The BoE does not have the financial resources to command the independence it claims to have. The proposition is literally absurd.
It is worth noting that before 1946 the BoE was both the Government’s bank and a private bank. If you actually examine the history, the banking crises created by the BoE’s conflicts of interest, or complete ignorance about what it was doing (in the catastrophic banking crisis of 1825 the disaster was made worse by the fact that the BoE had no sense whatsoever of ‘a lender of last resort’ responsibility, and only stepped in when faced with falling headlong into the abyss, and had run out of options). Anything the BoE ever learns is provided at eye watering cost, and alarmingly high risk – by the British people, and Treasury. This basic problem is repeated endlessly. Some of it cannot be avoided – and as the sovereign issuer of the currency is the real lender and dealer of last resort; that can never change. An independent BoE is an oxymoron.
Agreed
Just reading “Napolean the Great” by Andrew Roberts.Covering the period after Napoleon siezed power,I found this interesting piece.

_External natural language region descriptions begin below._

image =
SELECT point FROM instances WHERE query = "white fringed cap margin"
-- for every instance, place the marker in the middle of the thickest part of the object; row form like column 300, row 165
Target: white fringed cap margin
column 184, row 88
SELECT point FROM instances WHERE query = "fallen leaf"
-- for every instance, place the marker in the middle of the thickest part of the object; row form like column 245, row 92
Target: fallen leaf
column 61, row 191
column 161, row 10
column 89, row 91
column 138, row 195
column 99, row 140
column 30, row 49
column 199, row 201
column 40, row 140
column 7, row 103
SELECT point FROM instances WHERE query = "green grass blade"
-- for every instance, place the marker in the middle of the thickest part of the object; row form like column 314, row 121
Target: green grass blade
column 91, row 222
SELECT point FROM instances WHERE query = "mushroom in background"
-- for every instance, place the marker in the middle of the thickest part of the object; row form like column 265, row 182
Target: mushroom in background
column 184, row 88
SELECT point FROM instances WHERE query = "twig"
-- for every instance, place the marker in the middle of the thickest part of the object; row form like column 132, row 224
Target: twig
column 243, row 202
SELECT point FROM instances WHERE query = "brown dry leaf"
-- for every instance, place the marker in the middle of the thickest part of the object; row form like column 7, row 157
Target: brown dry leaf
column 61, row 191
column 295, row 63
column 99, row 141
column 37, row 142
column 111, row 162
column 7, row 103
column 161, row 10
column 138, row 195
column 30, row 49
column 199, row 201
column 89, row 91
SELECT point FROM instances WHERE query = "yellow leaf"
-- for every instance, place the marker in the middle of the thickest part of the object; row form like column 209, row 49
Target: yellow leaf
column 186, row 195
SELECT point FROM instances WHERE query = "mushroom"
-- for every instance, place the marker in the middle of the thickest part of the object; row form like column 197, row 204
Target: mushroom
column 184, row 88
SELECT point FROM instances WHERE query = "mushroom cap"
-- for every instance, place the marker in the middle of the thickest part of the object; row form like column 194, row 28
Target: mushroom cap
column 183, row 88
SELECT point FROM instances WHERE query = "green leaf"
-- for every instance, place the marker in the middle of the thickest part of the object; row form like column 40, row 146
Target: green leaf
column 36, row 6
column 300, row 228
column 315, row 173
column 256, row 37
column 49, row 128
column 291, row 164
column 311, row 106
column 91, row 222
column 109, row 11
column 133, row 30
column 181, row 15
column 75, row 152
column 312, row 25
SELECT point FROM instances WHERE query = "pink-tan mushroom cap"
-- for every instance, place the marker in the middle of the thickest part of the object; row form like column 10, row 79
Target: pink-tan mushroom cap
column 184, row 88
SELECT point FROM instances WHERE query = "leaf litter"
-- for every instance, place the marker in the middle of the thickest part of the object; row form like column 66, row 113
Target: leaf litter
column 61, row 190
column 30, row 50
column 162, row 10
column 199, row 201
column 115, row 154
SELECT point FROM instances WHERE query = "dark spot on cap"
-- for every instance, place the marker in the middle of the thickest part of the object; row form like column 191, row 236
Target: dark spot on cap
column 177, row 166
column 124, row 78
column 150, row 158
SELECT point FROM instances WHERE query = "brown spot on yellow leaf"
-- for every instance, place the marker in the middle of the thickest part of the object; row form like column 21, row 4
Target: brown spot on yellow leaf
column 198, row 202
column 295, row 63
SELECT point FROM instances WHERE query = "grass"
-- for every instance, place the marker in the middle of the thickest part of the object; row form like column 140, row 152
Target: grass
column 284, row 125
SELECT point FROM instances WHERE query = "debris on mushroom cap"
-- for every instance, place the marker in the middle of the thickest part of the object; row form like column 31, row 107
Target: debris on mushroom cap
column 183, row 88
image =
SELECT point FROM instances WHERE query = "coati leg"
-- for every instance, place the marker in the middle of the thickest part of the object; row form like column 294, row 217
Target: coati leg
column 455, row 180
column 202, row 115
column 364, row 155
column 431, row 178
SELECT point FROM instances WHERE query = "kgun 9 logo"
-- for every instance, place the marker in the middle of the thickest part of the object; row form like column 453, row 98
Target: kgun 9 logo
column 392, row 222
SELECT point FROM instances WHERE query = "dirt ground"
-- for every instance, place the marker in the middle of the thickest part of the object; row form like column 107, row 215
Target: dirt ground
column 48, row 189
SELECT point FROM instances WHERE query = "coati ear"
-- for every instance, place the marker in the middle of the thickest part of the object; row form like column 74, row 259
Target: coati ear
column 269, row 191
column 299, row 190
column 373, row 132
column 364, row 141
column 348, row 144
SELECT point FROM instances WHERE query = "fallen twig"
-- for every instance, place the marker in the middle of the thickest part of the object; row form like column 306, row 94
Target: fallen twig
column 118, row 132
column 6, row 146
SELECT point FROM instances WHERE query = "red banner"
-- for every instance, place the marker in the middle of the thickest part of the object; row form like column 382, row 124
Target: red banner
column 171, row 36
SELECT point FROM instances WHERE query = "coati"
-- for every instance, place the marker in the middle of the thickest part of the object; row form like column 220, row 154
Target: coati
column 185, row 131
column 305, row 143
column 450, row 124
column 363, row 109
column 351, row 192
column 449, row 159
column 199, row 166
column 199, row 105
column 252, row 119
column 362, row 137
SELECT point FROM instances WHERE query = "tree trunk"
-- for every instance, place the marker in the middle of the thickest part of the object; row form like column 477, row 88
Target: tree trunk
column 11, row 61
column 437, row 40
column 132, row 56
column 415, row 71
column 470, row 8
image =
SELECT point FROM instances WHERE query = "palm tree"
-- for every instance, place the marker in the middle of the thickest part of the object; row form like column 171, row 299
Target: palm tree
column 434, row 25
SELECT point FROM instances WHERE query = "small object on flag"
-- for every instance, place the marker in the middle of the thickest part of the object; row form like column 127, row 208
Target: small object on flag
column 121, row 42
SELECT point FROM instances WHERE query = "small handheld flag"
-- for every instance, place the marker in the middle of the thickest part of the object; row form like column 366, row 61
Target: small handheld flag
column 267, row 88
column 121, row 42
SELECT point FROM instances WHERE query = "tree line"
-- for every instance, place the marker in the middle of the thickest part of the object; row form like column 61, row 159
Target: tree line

“Two years later. Partly by forcing the tax-collecting authorities to make deposits in advance of estimated yields.the finance minister Martin Guadin had balanced the budget for the first time since the American War of Independence “.
Then came the establishment of the Banque de France,set up with private sector funding,but not using the “unco- operative” Parisian banking system. It was theoretically independent of the government. Though the book says despite this pronouncement at the time the policy was “quietly dropped,and the bank did indeed help finance Napoleon’s wars”.
The bank did take powers to exclusively issue notes for French legal tender in 1808,(well before the BoE). And Napoleon appointed the Governers keeping a tight control over this “important institution “.
Another historical example of what state control of finances can achieve and also to the lies often used to cover what is really happening on monetary policy. Sadly in this case ,it was used to fund wars.There is aways the opportunity to use this power for bad as well as good.
We also ‘learn’ in more conventional anti-Napoleon history that one of the things that contributed to Napoleonic France’s defeat was that France had a less sophisticated financial system than the UK. Apparently Napoleon over relied on cash and contributions from the defeated.
Robert’s book was almost universally panned for being pro-Napoleon.
One could become paranoid.
Hmmm….
Oh, yes…and the much revered Duke of Wellington opposed the 1832 reform act.
I would add that the first quote I made re the national debt from Roberts, he actually references 3 other authors on it,* so was not his own original observation. Though it is an astute comment all the same , i.e a
government spending before it had the tax receipts. You seldom get such good economic points made in historic literature.
As to Wellington I would add he also caused increased poverty and hardship by taking a very heartless and orthodox view of the National debt, resulting in riots and violence on the street, not least on his own home apparently.
*Bertrand,”LaFrance,Horne “Age of Napoleon ” and Markham “Napolean “.So he had obviously done some research on the issue.